The second strip is still junctional and appears to have a RBBB along with some serious high peaked T-waves.

The third strip it appears that his pacemaker is working at least some of the time, but he has depression in leads III and AVF and elevation in V leads 1-4 and it appears that the RBBB has changed to a LBBB.

I would give him a 250 fluid bolus and monitor lung sounds. I would also give him some dextrose and get his BGL up a bit. I think I would be asking med control for some sodium bicarb and some calcium chloride, I would leave that decision to them after they see the 12 lead and I would send all 3 to them, which isnt something I normally do.
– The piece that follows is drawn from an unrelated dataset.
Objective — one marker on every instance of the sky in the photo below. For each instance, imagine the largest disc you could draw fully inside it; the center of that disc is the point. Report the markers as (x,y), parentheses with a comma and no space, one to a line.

He has a serious electrolyte imbalance and may be having an MI. Diabetics are tough to diagnose sometimes because they present so differently. It will be interesting to see what he was diagnosed with.

Posted

I'm going to run down the hyperkalemia route. CaCl, albuterol, fluid challenges, bicarb, serial 12-leads, lasix... Oh and GLH (Go Like Hell) to the big H(Hospital). This patient needs labwork ASAP to direct further patient management. D50W is a good consideration, but I don't know of too many ambulances that also carry insulin to go with it.

Interpretation of the ECG much beyond the electrolyte imbalance is interesting but probably not particularly helpful in this case.

More of a patient history would be prudent in this case. How about the patient's renal function?